From this passage, I get 4 thoughts on grace in conflict.
a. Grace understands the truth of someone’s condition—they are ensnared by Satan and DECEIVED. They really don’t see things the way you do.
b. Grace is in it for the long haul—it patiently endures evil.
c. Grace corrects (so the truth is not subverted or glossed over) but it corrects gently (with strength well under God’s control). This reminds me of I Peter 4:8, “love covers a multitude of sins.” The Bible repeats this principle in the Old and New Testament. But what does it mean to cover sins in love? It almost sounds like we are ignoring sin and not dealing with it altogether. Here is the phrase that I use to help me distinguish between the two.
“Love doesn’t sweep sin under the carpet, but it keeps others out of the room until it can be cleaned up.”
d. Grace’s goal is not self-acquittal or vindication or that people would come to see things your way. Grace’s goal is repentance with God that leads to knowledge of the truth.

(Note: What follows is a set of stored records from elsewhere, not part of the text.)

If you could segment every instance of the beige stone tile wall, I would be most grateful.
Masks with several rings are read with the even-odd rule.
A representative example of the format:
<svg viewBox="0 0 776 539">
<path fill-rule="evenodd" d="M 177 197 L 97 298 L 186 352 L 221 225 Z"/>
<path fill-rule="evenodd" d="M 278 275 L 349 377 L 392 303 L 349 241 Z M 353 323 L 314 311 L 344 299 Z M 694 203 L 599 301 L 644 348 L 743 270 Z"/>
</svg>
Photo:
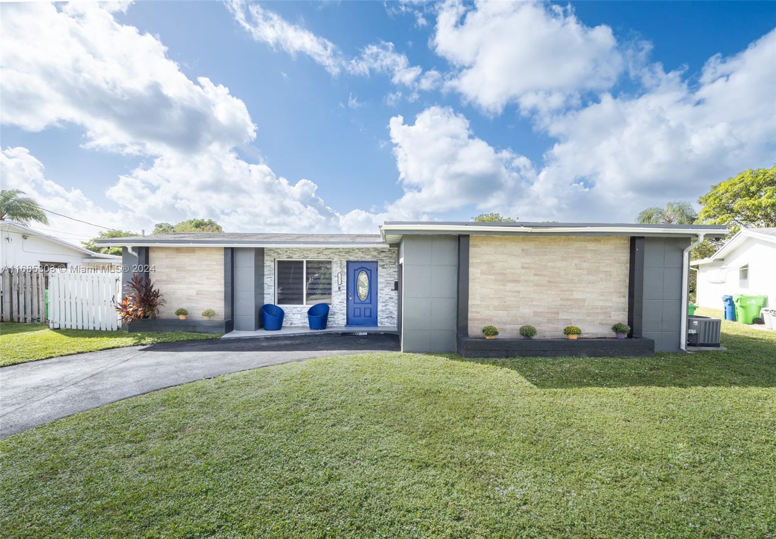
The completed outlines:
<svg viewBox="0 0 776 539">
<path fill-rule="evenodd" d="M 537 337 L 563 337 L 566 326 L 613 337 L 628 321 L 629 258 L 628 237 L 472 236 L 469 334 L 492 324 L 515 338 L 530 324 Z"/>
<path fill-rule="evenodd" d="M 223 320 L 223 247 L 150 247 L 151 281 L 167 301 L 160 318 L 175 318 L 175 309 L 189 310 L 189 318 L 202 320 L 210 308 L 213 320 Z"/>
</svg>

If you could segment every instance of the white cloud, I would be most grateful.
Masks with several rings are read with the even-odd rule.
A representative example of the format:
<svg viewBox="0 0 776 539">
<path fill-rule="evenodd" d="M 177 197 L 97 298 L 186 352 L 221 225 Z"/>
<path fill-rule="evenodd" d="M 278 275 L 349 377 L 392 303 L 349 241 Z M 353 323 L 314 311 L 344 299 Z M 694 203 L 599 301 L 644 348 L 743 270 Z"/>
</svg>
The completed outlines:
<svg viewBox="0 0 776 539">
<path fill-rule="evenodd" d="M 776 162 L 776 30 L 712 57 L 699 84 L 653 64 L 638 96 L 605 94 L 542 124 L 559 142 L 521 215 L 632 220 L 645 206 L 695 201 L 712 183 Z"/>
<path fill-rule="evenodd" d="M 256 129 L 245 105 L 206 78 L 187 78 L 157 38 L 97 5 L 2 9 L 2 123 L 32 130 L 72 123 L 85 130 L 88 147 L 151 158 L 105 186 L 115 212 L 46 179 L 25 148 L 4 150 L 4 186 L 108 226 L 204 217 L 233 231 L 339 230 L 339 215 L 314 182 L 292 183 L 238 156 Z"/>
<path fill-rule="evenodd" d="M 65 189 L 43 174 L 43 164 L 24 147 L 6 148 L 0 151 L 0 184 L 4 189 L 20 189 L 46 208 L 81 221 L 109 228 L 140 232 L 142 221 L 130 212 L 109 212 L 96 206 L 80 189 Z M 101 230 L 96 226 L 47 213 L 47 225 L 31 223 L 30 226 L 49 236 L 80 245 L 81 240 L 93 237 Z"/>
<path fill-rule="evenodd" d="M 447 87 L 489 112 L 510 102 L 550 110 L 610 88 L 622 69 L 611 29 L 582 24 L 570 7 L 457 2 L 439 7 L 435 51 L 457 68 Z"/>
<path fill-rule="evenodd" d="M 189 80 L 157 38 L 97 5 L 2 9 L 3 123 L 40 131 L 71 123 L 86 130 L 88 147 L 141 154 L 255 137 L 245 105 L 227 88 Z"/>
<path fill-rule="evenodd" d="M 469 121 L 452 109 L 426 109 L 414 125 L 391 118 L 390 138 L 405 193 L 390 210 L 446 212 L 473 204 L 502 206 L 504 197 L 532 177 L 528 160 L 497 150 L 474 136 Z"/>
<path fill-rule="evenodd" d="M 226 5 L 235 20 L 255 40 L 274 49 L 282 49 L 292 56 L 307 55 L 332 75 L 342 71 L 361 76 L 384 74 L 390 77 L 393 84 L 411 88 L 414 92 L 431 89 L 441 80 L 436 71 L 424 73 L 420 66 L 411 65 L 407 55 L 397 52 L 390 42 L 367 45 L 358 56 L 346 59 L 339 47 L 328 40 L 289 22 L 258 4 L 234 1 Z"/>
<path fill-rule="evenodd" d="M 341 52 L 328 40 L 291 24 L 258 4 L 234 0 L 226 2 L 226 5 L 235 20 L 256 41 L 265 43 L 273 49 L 279 47 L 291 56 L 309 56 L 331 74 L 338 74 L 342 68 Z"/>
</svg>

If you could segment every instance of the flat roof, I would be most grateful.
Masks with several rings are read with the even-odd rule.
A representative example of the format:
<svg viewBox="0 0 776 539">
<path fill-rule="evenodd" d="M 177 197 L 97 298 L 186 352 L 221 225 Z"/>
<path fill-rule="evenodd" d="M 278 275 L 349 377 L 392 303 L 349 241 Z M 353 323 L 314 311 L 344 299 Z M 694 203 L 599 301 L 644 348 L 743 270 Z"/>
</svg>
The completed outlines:
<svg viewBox="0 0 776 539">
<path fill-rule="evenodd" d="M 179 232 L 98 240 L 120 247 L 386 247 L 379 234 L 289 234 L 252 232 Z"/>
<path fill-rule="evenodd" d="M 407 234 L 515 234 L 565 236 L 644 236 L 722 237 L 727 229 L 719 225 L 662 225 L 640 223 L 554 223 L 549 221 L 490 223 L 483 221 L 387 221 L 380 226 L 387 243 Z"/>
</svg>

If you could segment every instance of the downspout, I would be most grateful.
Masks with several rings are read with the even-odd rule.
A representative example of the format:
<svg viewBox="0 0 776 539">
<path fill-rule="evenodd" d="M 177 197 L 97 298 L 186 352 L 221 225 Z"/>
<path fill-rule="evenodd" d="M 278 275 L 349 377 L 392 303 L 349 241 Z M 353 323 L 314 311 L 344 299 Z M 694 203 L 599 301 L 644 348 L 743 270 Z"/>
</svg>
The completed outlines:
<svg viewBox="0 0 776 539">
<path fill-rule="evenodd" d="M 687 306 L 690 293 L 690 251 L 703 241 L 705 233 L 699 232 L 698 239 L 690 244 L 682 251 L 681 257 L 681 333 L 679 336 L 679 348 L 687 351 Z"/>
</svg>

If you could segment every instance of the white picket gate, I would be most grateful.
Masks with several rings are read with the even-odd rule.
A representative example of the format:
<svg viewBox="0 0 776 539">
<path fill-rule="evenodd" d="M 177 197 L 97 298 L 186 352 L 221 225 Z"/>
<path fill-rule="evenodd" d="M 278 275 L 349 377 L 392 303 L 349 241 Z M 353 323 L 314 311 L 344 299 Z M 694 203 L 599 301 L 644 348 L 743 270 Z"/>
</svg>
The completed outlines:
<svg viewBox="0 0 776 539">
<path fill-rule="evenodd" d="M 118 271 L 54 271 L 49 275 L 49 327 L 117 330 L 120 294 Z"/>
</svg>

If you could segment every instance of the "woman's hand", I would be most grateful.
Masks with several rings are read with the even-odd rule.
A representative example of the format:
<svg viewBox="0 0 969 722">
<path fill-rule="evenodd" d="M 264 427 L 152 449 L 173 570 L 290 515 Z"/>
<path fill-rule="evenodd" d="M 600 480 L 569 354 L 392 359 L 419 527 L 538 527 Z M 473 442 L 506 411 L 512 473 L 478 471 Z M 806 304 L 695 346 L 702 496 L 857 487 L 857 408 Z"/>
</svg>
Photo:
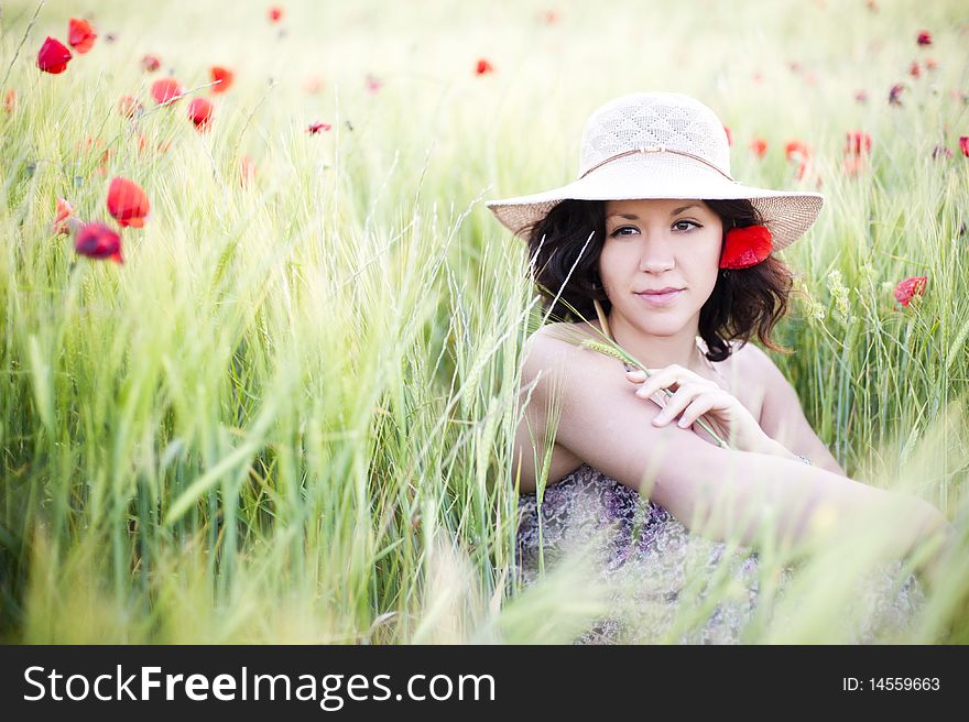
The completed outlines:
<svg viewBox="0 0 969 722">
<path fill-rule="evenodd" d="M 678 426 L 689 428 L 700 417 L 712 422 L 722 430 L 731 446 L 741 451 L 775 452 L 776 442 L 760 427 L 753 415 L 730 392 L 709 379 L 672 364 L 663 369 L 650 369 L 651 376 L 635 369 L 627 371 L 625 378 L 642 384 L 636 396 L 650 398 L 663 389 L 674 392 L 665 396 L 666 406 L 653 418 L 653 425 L 663 426 L 679 416 Z"/>
</svg>

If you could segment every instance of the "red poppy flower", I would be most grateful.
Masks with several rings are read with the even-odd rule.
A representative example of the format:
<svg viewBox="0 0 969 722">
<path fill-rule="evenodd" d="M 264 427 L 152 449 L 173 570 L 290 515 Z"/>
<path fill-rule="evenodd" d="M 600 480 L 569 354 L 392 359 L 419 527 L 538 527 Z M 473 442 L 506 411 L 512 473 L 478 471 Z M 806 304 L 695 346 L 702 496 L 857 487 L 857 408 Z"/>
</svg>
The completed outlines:
<svg viewBox="0 0 969 722">
<path fill-rule="evenodd" d="M 895 286 L 895 299 L 903 306 L 907 306 L 913 296 L 925 295 L 925 284 L 927 282 L 928 276 L 913 276 L 911 278 L 900 281 L 899 285 Z"/>
<path fill-rule="evenodd" d="M 213 80 L 218 80 L 218 83 L 211 87 L 213 92 L 225 92 L 229 89 L 229 86 L 232 85 L 232 80 L 236 77 L 229 68 L 224 68 L 220 65 L 214 65 L 209 70 L 209 75 Z"/>
<path fill-rule="evenodd" d="M 747 269 L 756 265 L 771 254 L 773 242 L 766 226 L 731 228 L 723 241 L 720 254 L 721 269 Z"/>
<path fill-rule="evenodd" d="M 121 237 L 106 223 L 85 223 L 74 238 L 74 250 L 90 259 L 110 259 L 116 263 L 124 263 L 121 258 Z"/>
<path fill-rule="evenodd" d="M 764 154 L 767 152 L 767 141 L 765 141 L 763 138 L 754 138 L 750 142 L 750 150 L 759 158 L 762 158 L 762 157 L 764 157 Z"/>
<path fill-rule="evenodd" d="M 54 212 L 54 232 L 67 233 L 67 218 L 74 212 L 74 208 L 64 198 L 57 198 L 57 208 Z"/>
<path fill-rule="evenodd" d="M 87 20 L 72 18 L 67 22 L 67 43 L 81 55 L 91 48 L 98 34 Z"/>
<path fill-rule="evenodd" d="M 213 105 L 205 98 L 194 98 L 188 103 L 188 118 L 198 130 L 208 128 L 211 120 Z"/>
<path fill-rule="evenodd" d="M 162 67 L 162 62 L 155 55 L 145 55 L 141 58 L 141 67 L 145 73 L 154 73 Z"/>
<path fill-rule="evenodd" d="M 47 37 L 37 53 L 37 67 L 44 73 L 57 75 L 67 69 L 67 63 L 73 56 L 59 41 Z"/>
<path fill-rule="evenodd" d="M 255 182 L 255 163 L 248 155 L 243 155 L 239 161 L 239 185 L 243 188 Z"/>
<path fill-rule="evenodd" d="M 810 149 L 803 141 L 788 141 L 784 145 L 784 156 L 788 161 L 802 162 L 810 157 Z"/>
<path fill-rule="evenodd" d="M 119 226 L 142 228 L 151 205 L 148 196 L 133 180 L 117 176 L 108 187 L 108 212 Z"/>
<path fill-rule="evenodd" d="M 178 85 L 178 81 L 175 78 L 162 78 L 161 80 L 152 83 L 152 98 L 154 98 L 155 102 L 160 106 L 163 102 L 173 101 L 183 92 L 185 92 L 185 90 Z"/>
<path fill-rule="evenodd" d="M 121 99 L 118 100 L 118 112 L 126 118 L 134 118 L 135 116 L 143 113 L 144 108 L 138 101 L 138 98 L 121 96 Z"/>
</svg>

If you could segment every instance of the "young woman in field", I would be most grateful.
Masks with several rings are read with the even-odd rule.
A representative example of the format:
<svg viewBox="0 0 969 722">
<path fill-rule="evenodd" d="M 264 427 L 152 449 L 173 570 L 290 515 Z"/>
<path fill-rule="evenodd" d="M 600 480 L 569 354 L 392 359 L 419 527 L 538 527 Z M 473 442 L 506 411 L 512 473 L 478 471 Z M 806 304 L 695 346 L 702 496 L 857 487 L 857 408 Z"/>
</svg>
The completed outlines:
<svg viewBox="0 0 969 722">
<path fill-rule="evenodd" d="M 525 348 L 530 396 L 514 455 L 522 572 L 535 578 L 540 545 L 547 565 L 606 529 L 602 575 L 622 572 L 666 595 L 658 605 L 655 593 L 639 600 L 668 612 L 641 625 L 640 639 L 663 639 L 676 597 L 675 587 L 644 582 L 674 578 L 700 537 L 721 540 L 709 547 L 714 565 L 731 533 L 755 546 L 773 522 L 774 542 L 798 543 L 874 513 L 894 519 L 885 554 L 901 560 L 950 529 L 923 500 L 848 479 L 791 383 L 747 342 L 756 336 L 779 350 L 771 329 L 786 310 L 791 273 L 775 252 L 804 234 L 824 197 L 742 185 L 729 160 L 725 128 L 707 106 L 633 94 L 587 121 L 577 180 L 488 204 L 527 240 L 548 315 L 566 319 L 540 328 Z M 651 375 L 583 339 L 617 343 Z M 683 641 L 742 638 L 755 562 L 753 553 L 734 569 L 750 599 L 720 605 L 699 637 Z M 877 593 L 890 599 L 862 639 L 877 623 L 902 623 L 923 599 L 914 575 Z M 620 632 L 606 620 L 578 641 L 619 641 Z"/>
</svg>

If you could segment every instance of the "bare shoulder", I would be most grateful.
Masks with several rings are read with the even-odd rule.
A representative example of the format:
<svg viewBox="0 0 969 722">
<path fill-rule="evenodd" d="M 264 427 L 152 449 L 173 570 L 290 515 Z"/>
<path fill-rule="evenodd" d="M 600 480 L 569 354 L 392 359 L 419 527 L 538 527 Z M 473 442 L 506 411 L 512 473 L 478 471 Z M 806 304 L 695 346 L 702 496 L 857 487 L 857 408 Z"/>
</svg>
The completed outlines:
<svg viewBox="0 0 969 722">
<path fill-rule="evenodd" d="M 569 342 L 576 332 L 596 336 L 566 324 L 529 339 L 523 382 L 535 378 L 540 407 L 560 404 L 555 442 L 624 485 L 639 489 L 649 480 L 647 495 L 689 518 L 695 484 L 722 468 L 727 451 L 692 430 L 654 426 L 657 407 L 635 395 L 614 358 Z"/>
<path fill-rule="evenodd" d="M 766 387 L 786 381 L 774 360 L 759 346 L 750 341 L 738 346 L 734 341 L 732 347 L 734 350 L 730 358 L 744 380 L 758 380 Z"/>
</svg>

There is grace, and then there is everything else. And everything else leads to death. If you don’t get grace, you don’t get the gospel. If you don’t exhibit grace to others, it’s evidence you don’t understand it for yourself. If grace doesn’t dominate your relationship to God and your obligation to others, your religion will suck the life out of you and others around you.
Grace is meaningless without truth. But truth will kill you without grace. The worst thing we can do in conflict is engage in it when we don’t understand grace for ourselves. But once we really understand God’s undeserved favor to ourselves, then we can minister grace to others who have sinned against us in whatever way we can with the prayer that God would draw them to repentance and the knowledge of the truth.